SCOW grants review to address collateral consequences as applied to ch. 51 mootness
Waukesha County v. R.D.T., 2024AP1390, petition for review of an unpublished decision of the court of appeals, granted 11/17/25; case activity
SCOW granted R.D.T.’s petition for review to address: 1) whether the appeal from his recommitment is moot where the commitment expired but he remained liable for the costs of care and subject to a firearm ban; and 2) whether the circuit court made sufficient factual findings grounded in admissible evidence to support R.D.T.’s recommitment.
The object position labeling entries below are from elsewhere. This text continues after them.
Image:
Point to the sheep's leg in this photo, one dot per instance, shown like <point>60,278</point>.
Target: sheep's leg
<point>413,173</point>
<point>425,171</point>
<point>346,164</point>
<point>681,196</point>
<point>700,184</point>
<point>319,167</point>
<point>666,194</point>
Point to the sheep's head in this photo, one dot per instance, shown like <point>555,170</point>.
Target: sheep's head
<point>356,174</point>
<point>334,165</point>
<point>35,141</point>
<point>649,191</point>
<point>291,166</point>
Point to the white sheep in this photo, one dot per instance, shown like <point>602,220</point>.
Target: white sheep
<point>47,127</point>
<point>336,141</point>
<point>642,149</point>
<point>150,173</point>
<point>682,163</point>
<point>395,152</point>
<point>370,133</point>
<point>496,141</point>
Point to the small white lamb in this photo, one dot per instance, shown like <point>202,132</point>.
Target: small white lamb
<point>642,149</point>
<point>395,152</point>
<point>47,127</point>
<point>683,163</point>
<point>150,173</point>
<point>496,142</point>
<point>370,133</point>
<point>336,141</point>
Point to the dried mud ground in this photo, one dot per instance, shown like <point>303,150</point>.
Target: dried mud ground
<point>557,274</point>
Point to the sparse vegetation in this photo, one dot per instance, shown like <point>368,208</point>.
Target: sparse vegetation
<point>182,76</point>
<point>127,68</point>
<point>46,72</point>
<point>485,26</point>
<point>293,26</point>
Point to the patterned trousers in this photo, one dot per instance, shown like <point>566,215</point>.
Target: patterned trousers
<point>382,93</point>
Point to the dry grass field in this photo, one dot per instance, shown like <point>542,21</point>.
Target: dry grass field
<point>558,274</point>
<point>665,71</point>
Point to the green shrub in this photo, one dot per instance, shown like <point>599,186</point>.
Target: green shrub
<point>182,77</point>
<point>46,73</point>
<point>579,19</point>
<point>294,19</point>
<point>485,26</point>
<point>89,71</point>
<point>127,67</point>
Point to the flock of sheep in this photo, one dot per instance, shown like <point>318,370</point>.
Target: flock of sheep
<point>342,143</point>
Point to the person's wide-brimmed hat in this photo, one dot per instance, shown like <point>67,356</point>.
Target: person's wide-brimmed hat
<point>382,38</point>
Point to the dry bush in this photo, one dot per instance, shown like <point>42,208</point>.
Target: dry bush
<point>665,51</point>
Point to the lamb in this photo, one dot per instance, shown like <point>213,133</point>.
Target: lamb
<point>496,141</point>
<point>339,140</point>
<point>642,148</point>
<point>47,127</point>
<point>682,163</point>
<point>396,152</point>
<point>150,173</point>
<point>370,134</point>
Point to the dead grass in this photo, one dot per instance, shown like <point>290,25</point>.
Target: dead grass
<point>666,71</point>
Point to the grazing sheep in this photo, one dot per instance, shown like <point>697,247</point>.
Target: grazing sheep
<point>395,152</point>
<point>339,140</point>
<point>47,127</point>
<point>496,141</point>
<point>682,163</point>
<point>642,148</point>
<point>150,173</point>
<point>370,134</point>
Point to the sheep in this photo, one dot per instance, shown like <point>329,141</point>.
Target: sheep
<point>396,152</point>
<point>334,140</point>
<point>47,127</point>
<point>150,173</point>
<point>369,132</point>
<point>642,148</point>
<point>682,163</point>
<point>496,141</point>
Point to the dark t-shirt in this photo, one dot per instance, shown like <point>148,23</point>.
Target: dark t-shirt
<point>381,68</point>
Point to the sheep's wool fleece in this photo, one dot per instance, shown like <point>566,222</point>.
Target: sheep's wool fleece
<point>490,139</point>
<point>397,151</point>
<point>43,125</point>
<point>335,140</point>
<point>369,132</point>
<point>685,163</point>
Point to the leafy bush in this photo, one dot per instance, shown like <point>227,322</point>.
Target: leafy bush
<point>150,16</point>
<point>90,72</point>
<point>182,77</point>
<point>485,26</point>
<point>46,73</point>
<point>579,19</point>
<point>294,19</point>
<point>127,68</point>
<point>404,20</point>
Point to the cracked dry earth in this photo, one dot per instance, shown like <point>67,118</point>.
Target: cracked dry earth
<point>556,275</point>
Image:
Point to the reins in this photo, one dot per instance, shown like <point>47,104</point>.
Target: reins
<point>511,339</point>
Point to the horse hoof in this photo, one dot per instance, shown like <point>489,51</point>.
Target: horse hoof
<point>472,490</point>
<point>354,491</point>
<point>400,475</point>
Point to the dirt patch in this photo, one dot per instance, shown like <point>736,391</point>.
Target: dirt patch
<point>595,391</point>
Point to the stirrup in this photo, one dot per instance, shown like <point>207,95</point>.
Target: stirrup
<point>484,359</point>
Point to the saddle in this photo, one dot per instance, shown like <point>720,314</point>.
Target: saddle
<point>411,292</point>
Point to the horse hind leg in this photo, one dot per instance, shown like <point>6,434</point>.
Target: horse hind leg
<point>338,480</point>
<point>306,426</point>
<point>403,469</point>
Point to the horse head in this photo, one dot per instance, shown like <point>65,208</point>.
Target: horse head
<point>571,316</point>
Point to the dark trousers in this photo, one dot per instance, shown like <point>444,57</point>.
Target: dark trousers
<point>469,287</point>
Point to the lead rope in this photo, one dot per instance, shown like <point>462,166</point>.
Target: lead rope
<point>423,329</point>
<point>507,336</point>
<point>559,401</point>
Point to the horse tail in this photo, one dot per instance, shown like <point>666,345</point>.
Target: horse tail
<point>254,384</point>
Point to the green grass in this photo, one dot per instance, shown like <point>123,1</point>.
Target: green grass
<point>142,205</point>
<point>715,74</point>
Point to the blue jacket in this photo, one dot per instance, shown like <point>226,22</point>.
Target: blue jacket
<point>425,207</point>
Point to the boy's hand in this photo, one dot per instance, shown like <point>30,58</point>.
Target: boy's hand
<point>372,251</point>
COA authorizes circuit courts to consider prejudice when determining whether to join cases for trial
State v. Max Bell, 2024AP1923-CR, 2024AP1924-CR, & 2024AP1925-CR, 11/13/25, District IV (recommended for publication); case activity (including briefs)
Whether to join cases for trial is a separate inquiry from whether to sever cases that have been joined. While the severance subsection of the joinder statute, Wis. Stat. § 971.12(3), directs the circuit court to sever charges if a party is prejudiced by joinder, the circuit court is not required by statute to consider prejudice when determining whether charges should be joined. See Wis. Stat. § 971.12(1),(4). Nevertheless, the COA held in a decision recommended for publication that a circuit court is permitted to consider prejudice when making its initial joinder decision. The COA affirmed joinder of Max Bell’s charges for trial and his subsequent convictions in each case.
Seventh Circuit holds that Wisconsin prisoner failed to exhaust claim and affirms denial of habeas petition
Terence L. Jannke v. Michael Gierach, No. 23-2485, 11/17/25
In yet another appeal that reiterates the hoops through which petitioners must jump, the Court rejects Jannke’s claims on procedural grounds and affirms.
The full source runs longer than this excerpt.